Foreclosure scams are sadly not all that new or uncommon. Scammers prey on vulnerable homeowners in New Jersey who are experiencing financial and even emotional distress at the thought of losing their homes. Their victims end up losing their homes anyway as well as money.
Keep your deed
In an equity skimming scam, a so-called buyer will approach you and offer to either pay off the mortgage while renting it out to you or to sell the property and share some of the resulting funds. If you agree, the scammer will have you sign the deed over to him or her. Ultimately, the scammer will not make any of the mortgage payments as promised. Instead, he or she will probably collect rent from you until the lender forecloses on the property.
In another scam, a scammer will act as a lender and offer to refinance your loan. However, the lender will tell you that signing over the deed first is the only way to prevent foreclosure. The scammer will then treat your property as his or her own and never come through with the refinancing. Like with the previous scam, the “lender” will treat you like a tenant. That person could even evict you if you fall behind on rent.
Pay attention to financial details
A lender who offers to refinance your mortgage might seem legitimate if the company does not ask you to deed over your property. Before saying yes to anything, carefully review the terms of the refinanced loan. Specifically, you want to watch out for balloon payments. Those lower monthly payments are probably because you are only paying the interest. When the loan term is up, the lender will ask for the entire remaining principal in one lump sum.
Counseling agencies may seem a lot more like the real deal, but be careful.

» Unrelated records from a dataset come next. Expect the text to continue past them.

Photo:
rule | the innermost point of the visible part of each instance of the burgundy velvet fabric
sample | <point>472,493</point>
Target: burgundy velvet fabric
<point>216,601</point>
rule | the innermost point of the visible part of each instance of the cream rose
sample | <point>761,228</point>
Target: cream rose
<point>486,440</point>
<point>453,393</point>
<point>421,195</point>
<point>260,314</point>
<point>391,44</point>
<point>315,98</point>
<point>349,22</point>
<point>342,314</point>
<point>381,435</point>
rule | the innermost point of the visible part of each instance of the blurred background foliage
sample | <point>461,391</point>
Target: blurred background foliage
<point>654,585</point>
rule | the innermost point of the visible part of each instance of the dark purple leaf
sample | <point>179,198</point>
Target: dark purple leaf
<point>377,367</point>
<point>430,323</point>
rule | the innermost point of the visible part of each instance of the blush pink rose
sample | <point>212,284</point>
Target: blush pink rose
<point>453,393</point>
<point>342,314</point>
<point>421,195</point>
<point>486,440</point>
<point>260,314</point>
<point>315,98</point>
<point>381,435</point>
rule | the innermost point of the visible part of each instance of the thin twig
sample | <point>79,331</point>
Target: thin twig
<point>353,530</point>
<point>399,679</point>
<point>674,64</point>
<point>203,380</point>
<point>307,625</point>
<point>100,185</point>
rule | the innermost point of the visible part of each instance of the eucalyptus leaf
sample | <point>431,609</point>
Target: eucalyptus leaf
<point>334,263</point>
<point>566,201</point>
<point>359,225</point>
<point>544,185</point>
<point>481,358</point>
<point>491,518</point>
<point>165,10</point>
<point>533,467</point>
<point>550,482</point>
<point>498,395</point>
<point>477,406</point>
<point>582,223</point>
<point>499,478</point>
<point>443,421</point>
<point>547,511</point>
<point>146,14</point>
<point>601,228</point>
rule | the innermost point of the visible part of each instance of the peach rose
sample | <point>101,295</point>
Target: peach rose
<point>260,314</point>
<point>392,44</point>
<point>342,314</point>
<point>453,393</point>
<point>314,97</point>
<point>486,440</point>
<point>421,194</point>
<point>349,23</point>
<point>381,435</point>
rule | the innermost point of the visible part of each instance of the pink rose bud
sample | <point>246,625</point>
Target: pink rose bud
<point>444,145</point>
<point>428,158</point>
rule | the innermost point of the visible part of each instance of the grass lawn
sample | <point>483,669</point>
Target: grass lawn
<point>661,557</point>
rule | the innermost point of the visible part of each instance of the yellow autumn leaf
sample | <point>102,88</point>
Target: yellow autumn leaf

There are many phony counseling agencies that prey on vulnerable homeowners by offering help — but at a cost. Asking for a fee upfront or for individual services is usually a red flag that something might be a scam.
Understanding which scams to watch out for can protect your already strained financial situation. Simply avoiding things that will make your situation worse does not actually do anything to help though. You may be pleased to know that there are several legitimate options for saving your home.
Lenders are generally willing to work with homeowners who reach out about problems making their mortgage payments. Some may offer deferred payments while others might agree to renegotiate the terms of a loan. Navigating this process on your own can be confusing though, especially when you are already dealing with the financial strain of your current situation. If you are worried, do not hesitate to seek guidance from an experienced attorney who can walk you through this process.